We process lots of XML documents every day and some of them are pretty large: over 8 gigabytes uncompressed. Each. Yikes!
We’d made significant performance gains by switching the old REXML SAX parser to libxml. But we’ve suffered from random segfaults on our production servers (seemingly caused by garbage collecting bad objects). Besides, this still was running at nearly an hour for the largest reports.
Hadoop did seem to offer XML processing: the general advice was to use Hadoops’s StreamXmlRecordReader which can be accessed through using the StreamInputFormat.
This seemed to have weird behaviour with our reports (which often don’t have line-endings): lines would be duplicated and processing would jump to 100%+ complete. All a little fishy.
Hadoop Input Formats and Record Readers
The InputFormat in Hadoop does a couple of things. Most significantly, it provides the Splits that form the chunks that are sent to discrete Mappers.
Splits form the rough boundary of the data to be processed by an individual Mapper. The FileInputFormat (and it’s subclasses) generate splits on overall file size. Of course, it’s unlikely that all individual Records (a Key and Value that are passed to each Map invocation) lie neatly within these splits: records will often cross splits. The RecordReader, therefore, must handle this
… on whom lies the responsibilty to respect record-boundaries and present a record-oriented view of the logical InputSplit to the individual task.

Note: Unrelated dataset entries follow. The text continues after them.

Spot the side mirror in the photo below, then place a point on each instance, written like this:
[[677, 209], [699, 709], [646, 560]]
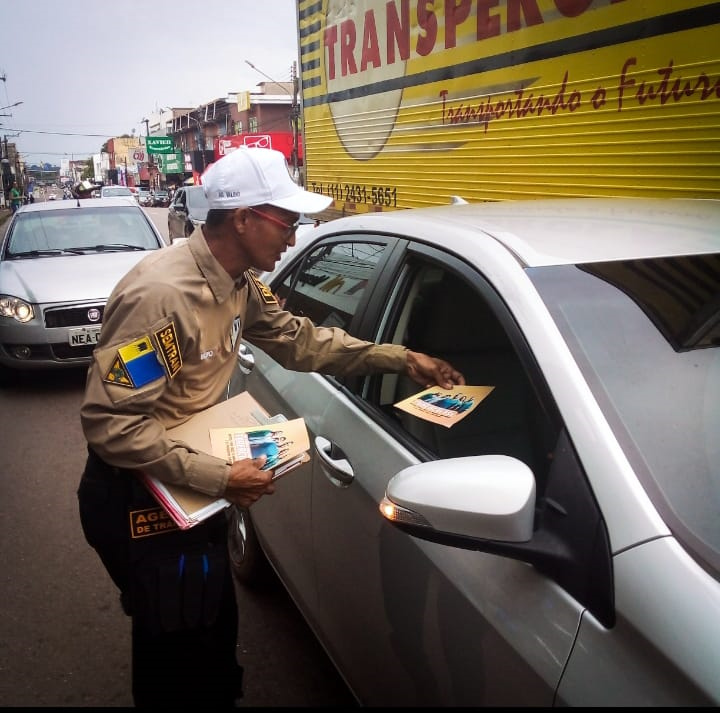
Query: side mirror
[[489, 497]]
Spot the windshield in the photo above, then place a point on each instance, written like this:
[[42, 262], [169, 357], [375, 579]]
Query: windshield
[[646, 334], [64, 230]]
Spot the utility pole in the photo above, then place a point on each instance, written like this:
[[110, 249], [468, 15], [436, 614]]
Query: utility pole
[[151, 163]]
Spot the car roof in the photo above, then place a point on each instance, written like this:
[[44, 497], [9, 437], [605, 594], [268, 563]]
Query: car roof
[[563, 231]]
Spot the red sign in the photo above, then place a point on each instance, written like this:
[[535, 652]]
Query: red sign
[[278, 140]]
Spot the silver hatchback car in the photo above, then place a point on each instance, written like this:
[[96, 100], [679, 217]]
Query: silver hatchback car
[[58, 264], [560, 545]]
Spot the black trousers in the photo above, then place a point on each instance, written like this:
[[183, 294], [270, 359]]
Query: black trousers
[[177, 586]]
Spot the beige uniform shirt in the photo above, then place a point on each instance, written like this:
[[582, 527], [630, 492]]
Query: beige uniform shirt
[[167, 349]]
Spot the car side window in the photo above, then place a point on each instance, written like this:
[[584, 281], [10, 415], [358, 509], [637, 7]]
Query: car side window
[[329, 284]]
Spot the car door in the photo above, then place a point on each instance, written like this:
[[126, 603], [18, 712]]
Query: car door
[[410, 622], [331, 286]]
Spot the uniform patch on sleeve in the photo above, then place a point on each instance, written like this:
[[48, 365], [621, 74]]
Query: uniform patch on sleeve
[[135, 365], [166, 338], [263, 290]]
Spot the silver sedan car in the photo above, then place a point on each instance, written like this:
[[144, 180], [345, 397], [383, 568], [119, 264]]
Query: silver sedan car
[[58, 264], [558, 545]]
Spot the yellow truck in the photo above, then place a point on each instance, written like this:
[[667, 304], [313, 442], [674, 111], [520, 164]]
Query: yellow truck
[[409, 103]]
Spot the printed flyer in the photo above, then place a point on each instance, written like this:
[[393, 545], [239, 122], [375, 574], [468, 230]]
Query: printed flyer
[[444, 407]]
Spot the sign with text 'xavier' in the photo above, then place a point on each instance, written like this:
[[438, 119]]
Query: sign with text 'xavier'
[[171, 163], [159, 144]]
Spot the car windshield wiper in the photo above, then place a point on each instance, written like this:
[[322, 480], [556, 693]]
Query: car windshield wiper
[[35, 253]]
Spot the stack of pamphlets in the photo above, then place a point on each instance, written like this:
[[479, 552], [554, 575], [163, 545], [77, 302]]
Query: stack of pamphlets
[[233, 429]]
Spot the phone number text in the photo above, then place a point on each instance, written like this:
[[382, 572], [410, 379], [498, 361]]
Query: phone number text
[[358, 193]]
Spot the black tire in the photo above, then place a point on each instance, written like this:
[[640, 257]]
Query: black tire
[[247, 560]]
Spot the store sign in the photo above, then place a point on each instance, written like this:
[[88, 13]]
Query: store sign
[[159, 144], [279, 140]]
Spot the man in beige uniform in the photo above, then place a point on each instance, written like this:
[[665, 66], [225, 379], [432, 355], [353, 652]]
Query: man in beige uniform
[[170, 335]]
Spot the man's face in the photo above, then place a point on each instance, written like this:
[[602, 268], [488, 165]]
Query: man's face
[[270, 232]]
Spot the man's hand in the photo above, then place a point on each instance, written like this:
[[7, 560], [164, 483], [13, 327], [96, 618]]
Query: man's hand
[[247, 482], [429, 371]]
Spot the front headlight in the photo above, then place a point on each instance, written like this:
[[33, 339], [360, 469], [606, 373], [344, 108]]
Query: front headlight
[[16, 308]]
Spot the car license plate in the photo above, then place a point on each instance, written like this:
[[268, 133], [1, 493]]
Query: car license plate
[[83, 336]]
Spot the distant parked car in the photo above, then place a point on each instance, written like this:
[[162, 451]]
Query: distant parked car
[[161, 199], [59, 261], [187, 210], [144, 197]]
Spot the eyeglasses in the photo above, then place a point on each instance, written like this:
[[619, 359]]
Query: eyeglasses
[[290, 228]]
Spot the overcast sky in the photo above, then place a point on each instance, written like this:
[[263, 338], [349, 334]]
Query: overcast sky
[[90, 70]]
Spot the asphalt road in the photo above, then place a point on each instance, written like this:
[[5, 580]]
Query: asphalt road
[[65, 640]]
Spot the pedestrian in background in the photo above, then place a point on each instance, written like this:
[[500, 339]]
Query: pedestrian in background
[[170, 334]]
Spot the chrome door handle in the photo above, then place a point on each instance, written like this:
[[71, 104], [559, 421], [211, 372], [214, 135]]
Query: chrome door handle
[[246, 359]]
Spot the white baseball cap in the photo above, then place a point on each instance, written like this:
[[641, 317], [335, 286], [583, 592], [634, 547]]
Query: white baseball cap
[[251, 176]]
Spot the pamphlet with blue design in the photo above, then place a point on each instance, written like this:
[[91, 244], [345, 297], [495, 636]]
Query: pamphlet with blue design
[[228, 423], [444, 407]]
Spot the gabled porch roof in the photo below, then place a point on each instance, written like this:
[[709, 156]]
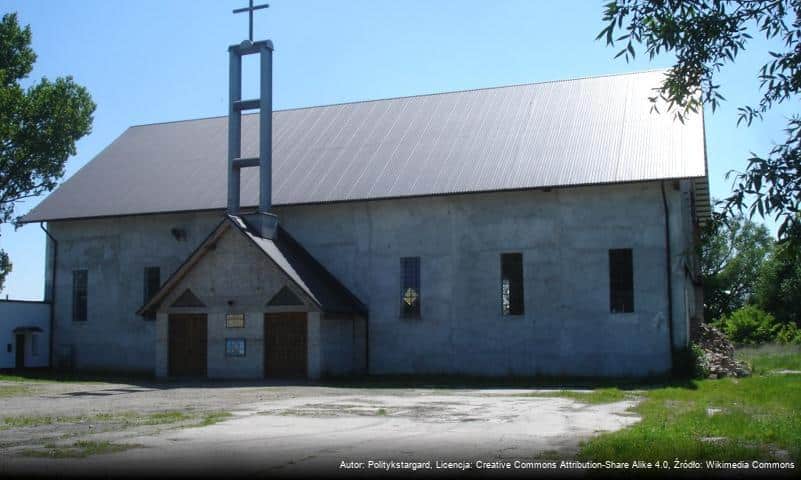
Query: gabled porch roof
[[321, 287]]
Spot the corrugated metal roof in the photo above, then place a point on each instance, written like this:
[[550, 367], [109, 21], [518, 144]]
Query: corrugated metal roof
[[572, 132]]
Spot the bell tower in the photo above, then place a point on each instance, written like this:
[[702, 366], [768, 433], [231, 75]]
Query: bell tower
[[263, 221]]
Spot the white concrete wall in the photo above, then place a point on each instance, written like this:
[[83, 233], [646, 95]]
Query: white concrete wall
[[116, 252], [15, 314], [563, 234], [235, 277]]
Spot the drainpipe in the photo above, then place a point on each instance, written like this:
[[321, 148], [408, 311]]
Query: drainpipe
[[52, 295], [669, 273]]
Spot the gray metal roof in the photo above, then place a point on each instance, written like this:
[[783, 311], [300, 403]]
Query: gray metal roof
[[573, 132]]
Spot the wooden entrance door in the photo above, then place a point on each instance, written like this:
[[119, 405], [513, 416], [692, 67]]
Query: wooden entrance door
[[285, 340], [20, 351], [187, 345]]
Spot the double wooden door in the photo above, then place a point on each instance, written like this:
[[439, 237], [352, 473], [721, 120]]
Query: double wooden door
[[285, 345], [187, 345]]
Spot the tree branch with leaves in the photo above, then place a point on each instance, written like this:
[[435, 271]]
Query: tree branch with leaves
[[705, 35], [39, 125]]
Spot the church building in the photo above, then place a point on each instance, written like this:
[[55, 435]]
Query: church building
[[538, 229]]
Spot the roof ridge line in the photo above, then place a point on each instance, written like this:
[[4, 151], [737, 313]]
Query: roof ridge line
[[401, 97]]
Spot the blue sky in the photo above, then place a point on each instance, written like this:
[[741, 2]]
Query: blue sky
[[149, 61]]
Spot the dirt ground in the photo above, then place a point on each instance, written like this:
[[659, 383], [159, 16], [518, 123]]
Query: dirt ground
[[216, 429]]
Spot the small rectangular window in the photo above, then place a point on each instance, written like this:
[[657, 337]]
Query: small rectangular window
[[512, 283], [152, 282], [80, 287], [234, 347], [621, 281], [234, 320], [410, 287]]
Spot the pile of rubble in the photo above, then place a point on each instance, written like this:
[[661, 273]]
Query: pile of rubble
[[718, 357]]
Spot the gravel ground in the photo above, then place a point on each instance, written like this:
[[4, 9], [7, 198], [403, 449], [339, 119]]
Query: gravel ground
[[288, 430]]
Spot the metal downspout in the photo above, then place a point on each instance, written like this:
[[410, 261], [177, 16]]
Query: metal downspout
[[669, 273], [52, 295]]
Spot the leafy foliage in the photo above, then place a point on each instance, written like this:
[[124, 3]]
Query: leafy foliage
[[39, 125], [705, 35], [732, 252], [750, 325], [778, 288]]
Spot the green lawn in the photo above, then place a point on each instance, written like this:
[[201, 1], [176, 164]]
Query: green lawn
[[752, 418]]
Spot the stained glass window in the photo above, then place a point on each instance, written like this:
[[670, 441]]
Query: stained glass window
[[410, 286], [234, 347], [512, 283], [621, 281]]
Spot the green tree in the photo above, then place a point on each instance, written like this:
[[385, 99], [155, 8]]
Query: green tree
[[705, 35], [39, 125], [778, 288], [733, 253]]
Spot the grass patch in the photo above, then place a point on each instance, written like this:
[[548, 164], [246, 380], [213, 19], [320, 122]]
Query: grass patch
[[124, 419], [214, 417], [80, 449], [13, 390], [55, 376], [756, 417], [598, 396], [770, 358]]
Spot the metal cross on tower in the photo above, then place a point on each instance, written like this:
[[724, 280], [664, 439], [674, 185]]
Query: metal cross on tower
[[263, 221], [250, 9]]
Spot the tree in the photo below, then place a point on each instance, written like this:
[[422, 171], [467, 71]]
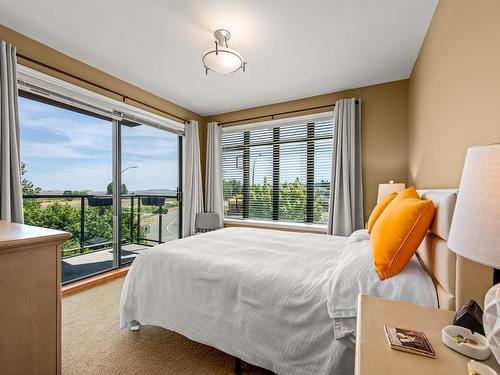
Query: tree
[[28, 186], [109, 189]]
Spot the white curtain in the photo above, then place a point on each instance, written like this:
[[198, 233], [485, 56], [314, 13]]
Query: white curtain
[[11, 198], [346, 194], [191, 181], [213, 178]]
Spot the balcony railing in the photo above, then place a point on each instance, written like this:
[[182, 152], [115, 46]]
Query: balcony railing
[[146, 220]]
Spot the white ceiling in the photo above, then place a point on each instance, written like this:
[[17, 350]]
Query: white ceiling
[[294, 48]]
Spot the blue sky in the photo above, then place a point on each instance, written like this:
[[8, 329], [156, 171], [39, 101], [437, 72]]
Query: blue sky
[[66, 150]]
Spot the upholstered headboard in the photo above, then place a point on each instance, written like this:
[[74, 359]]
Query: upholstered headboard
[[457, 279]]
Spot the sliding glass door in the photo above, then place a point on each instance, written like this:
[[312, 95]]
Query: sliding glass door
[[71, 161], [150, 184], [66, 158]]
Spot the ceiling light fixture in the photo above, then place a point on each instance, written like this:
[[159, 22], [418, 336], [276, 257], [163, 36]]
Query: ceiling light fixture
[[222, 59]]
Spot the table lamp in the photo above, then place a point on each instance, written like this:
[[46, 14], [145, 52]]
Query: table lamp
[[475, 229], [386, 189]]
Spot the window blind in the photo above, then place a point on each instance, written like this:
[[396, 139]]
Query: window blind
[[280, 173]]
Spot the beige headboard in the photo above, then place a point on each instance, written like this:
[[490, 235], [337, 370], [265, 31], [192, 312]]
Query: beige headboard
[[457, 279]]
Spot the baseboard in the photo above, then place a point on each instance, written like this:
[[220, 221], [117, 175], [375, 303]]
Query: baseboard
[[81, 285]]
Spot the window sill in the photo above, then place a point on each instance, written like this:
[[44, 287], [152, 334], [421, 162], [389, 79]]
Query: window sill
[[299, 227]]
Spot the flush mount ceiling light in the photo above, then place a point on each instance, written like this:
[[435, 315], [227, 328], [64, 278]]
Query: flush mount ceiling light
[[222, 59]]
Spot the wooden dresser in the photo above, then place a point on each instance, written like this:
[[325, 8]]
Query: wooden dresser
[[30, 299]]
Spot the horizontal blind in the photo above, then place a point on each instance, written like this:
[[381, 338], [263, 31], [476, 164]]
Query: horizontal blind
[[278, 173]]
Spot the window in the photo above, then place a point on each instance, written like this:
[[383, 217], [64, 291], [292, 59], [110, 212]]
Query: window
[[75, 147], [278, 173]]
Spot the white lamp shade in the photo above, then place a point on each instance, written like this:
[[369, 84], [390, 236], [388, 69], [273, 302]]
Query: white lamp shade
[[224, 60], [387, 189], [475, 229]]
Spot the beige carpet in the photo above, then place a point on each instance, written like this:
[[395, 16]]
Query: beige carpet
[[94, 344]]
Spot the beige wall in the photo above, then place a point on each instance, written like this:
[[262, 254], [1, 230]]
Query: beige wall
[[384, 130], [383, 110], [46, 55], [454, 91]]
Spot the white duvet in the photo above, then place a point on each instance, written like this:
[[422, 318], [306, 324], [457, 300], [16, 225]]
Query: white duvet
[[267, 297]]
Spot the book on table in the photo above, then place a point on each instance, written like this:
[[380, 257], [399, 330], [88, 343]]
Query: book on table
[[409, 341]]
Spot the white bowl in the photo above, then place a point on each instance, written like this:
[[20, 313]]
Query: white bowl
[[480, 368], [480, 351]]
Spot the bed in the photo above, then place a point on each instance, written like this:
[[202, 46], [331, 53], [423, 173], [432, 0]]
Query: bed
[[279, 300]]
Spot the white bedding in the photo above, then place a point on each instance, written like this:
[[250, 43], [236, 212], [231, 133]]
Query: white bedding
[[259, 295]]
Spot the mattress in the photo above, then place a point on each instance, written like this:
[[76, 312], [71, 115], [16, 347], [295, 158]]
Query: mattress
[[260, 295]]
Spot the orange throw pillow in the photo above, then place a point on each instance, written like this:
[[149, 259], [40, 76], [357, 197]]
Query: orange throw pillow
[[398, 232], [379, 208]]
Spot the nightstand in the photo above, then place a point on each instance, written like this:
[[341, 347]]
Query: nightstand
[[375, 357]]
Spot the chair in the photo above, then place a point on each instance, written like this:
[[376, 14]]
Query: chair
[[206, 222]]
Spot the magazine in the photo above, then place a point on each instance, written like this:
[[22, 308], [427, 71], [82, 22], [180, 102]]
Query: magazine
[[410, 341]]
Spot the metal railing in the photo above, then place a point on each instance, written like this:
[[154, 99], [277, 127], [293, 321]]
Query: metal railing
[[132, 213]]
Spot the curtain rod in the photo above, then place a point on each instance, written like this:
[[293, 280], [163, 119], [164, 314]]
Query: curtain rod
[[279, 114], [124, 97]]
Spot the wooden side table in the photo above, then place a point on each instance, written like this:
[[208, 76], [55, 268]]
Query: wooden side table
[[375, 357]]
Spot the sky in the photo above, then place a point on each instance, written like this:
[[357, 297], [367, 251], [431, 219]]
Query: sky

In short, a RecordReader could scan from the start of a split for the start of it’s record. It may then continue to read past the end of it’s split to find the end. The InputSplit only contains details about the offsets from the underlying file: data is still accessed through the streams.
It seemed like the StreamXmlRecordReader was skipping around the underlying InputStream too much; reading records it wasn’t entitled to read. I tried my best at trying to understand the code but it was written a long while ago and is pretty cryptic to my limited brain.
I started trying to rewrite the code from scratch but it became pretty hairy very quickly. Take a look at the implementation of next() in LineRecordReader to see what I mean.
Mahout to the Rescue
After a little searching around on GitHub I found another XmlInputFormat courtesy of the Lucene sub-project: Mahout.
I’m happy to say it appears to work. I’ve just run a quick test on our 30 node cluster (via my VPN) and it processed the 8 gig file in about 10 minutes. Not bad.
For anyone trying to process XML with Hadoop: try Mahout’s XmlInputFormat.